Individual Work
Signal to Noise

Signal to Noise, by Ian Hatcher, is a work of hyper-textual fiction. Despite the title, this text has no audio qualities. No sound or music, and no “noise.” The title is an allusion to the signal-to-noise ratio that is used to compare the strength of a signal and the background noise. In this case the the background noise is actually the signal.

The text is designed to be read simultaneously by multiple people at once. The readers, however, cannot interact with each other as there is no way to directly communicate. This social dynamic formed by the experience is the true meaning of the work, the literary content could be argued to be somewhat inconsequential when compared to significance of the interaction and all that can be deduced from it.

Each reader individually selects a progression of links and chooses actions for the protagonist of the story. As the text is read, and the readers interact with the links within it, a seemingly random assortment of letters appear on the space below the text.
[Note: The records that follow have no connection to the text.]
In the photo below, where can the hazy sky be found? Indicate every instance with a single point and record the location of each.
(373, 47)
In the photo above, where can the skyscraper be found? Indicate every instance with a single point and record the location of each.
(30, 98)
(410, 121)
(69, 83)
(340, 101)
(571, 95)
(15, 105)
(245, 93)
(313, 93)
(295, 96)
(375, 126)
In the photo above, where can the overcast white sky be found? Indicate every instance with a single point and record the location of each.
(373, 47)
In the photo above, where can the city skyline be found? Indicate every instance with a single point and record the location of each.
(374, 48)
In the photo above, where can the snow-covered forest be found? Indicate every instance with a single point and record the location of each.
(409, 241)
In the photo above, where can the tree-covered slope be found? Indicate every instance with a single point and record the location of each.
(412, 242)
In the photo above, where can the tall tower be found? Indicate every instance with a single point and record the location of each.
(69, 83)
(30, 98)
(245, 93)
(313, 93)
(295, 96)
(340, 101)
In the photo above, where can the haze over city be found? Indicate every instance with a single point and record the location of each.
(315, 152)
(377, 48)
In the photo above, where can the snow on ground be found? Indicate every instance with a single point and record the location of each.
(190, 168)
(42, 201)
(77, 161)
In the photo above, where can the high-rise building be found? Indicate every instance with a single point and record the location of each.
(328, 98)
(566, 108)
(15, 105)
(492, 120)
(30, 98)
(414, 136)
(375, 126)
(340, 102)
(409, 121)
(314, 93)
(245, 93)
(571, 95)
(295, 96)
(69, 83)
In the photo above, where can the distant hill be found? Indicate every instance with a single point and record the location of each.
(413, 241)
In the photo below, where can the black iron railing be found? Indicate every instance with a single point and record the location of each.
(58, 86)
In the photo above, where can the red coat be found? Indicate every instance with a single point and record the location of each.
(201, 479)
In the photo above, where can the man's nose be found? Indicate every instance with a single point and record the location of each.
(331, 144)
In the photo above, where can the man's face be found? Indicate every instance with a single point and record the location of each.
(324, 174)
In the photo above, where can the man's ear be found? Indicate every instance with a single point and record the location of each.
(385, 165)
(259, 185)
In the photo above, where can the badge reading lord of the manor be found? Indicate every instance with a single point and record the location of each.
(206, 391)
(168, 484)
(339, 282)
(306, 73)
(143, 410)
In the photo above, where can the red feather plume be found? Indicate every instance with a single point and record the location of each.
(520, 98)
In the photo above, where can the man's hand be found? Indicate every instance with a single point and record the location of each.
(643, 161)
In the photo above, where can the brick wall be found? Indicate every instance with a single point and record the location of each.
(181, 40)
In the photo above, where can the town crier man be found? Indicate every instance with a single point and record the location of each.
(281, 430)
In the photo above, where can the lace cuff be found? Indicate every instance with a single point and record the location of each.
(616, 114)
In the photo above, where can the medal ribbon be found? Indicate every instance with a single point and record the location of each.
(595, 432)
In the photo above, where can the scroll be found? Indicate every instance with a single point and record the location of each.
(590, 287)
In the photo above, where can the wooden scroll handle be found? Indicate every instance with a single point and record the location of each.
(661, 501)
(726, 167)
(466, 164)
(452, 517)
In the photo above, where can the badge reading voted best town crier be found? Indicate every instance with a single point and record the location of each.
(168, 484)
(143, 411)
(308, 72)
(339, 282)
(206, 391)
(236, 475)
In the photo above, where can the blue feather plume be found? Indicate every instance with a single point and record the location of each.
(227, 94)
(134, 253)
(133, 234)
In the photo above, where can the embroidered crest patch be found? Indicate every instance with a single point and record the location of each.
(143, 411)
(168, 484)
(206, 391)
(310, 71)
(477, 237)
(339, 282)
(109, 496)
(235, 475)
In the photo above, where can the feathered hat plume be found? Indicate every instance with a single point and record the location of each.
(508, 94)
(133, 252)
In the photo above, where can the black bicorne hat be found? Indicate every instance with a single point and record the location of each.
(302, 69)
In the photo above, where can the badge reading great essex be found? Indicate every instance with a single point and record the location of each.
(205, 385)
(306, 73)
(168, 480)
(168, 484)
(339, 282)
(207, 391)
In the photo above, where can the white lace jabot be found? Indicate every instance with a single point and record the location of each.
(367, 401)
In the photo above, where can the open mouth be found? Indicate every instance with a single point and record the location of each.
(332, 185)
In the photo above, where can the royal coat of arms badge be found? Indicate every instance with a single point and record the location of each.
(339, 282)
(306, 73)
Gray against the black background, and then rapidly fading away. These letters become more prolific as you explore the text and take a life of there own. Drawing your attention. Forming a rhythm not only in their stance but with the tempo they fade in and out of the page. Their presence is an unavoidable disturbance.

The structure of the text and its progression, which makes the each reader move the mouse in order to find the links to click through promotes the viewing of the letters below. The realization comes about that the other person that is meant to be reading the text simultaneously is the one that effects ans interacts with the letters below while interact with the text above, and presumably the letters on the other reader's screen.

There are multiple links at one time that the reader can click through and the text is non linear. It is up to the readers to choose their individual directions. Therefore, since the each reader acts independently, the experience is not only individually unique but shared. Each reader makes choices that affect the other with out any influence on the previous choice, the dynamic is post reactionary. The experience is synchronized but not coordinated. It can be a somewhat uneasy feeling at first, if not frustrating, but highly intriguing.

Signal to noise is coded in a way that one can also interact with prior readers. This makes for two very different experiences . If the interaction is with a prior read, your experience is fast paced and dynamic. One can't help and wonder at the fact that the prior read that you are interacting with was made with yet another reader and you partake in half that event to a completely different result. Not to mention that there is an interaction with a conscious effort, but focused on a different experience. If the interaction is two readers simultaneously in real time, the experience is much slower. Both reader endure one another processing time while one chooses which link to follow. It creates a consciences of social interaction in where people must interpret each other in other to communicate with one another. A real realization of reaction time. It is a unique social experience in which the computer is not the tool but the interpreter. A social interaction exclusively limited to two one-way communications. The two people in this case only coexist in the text.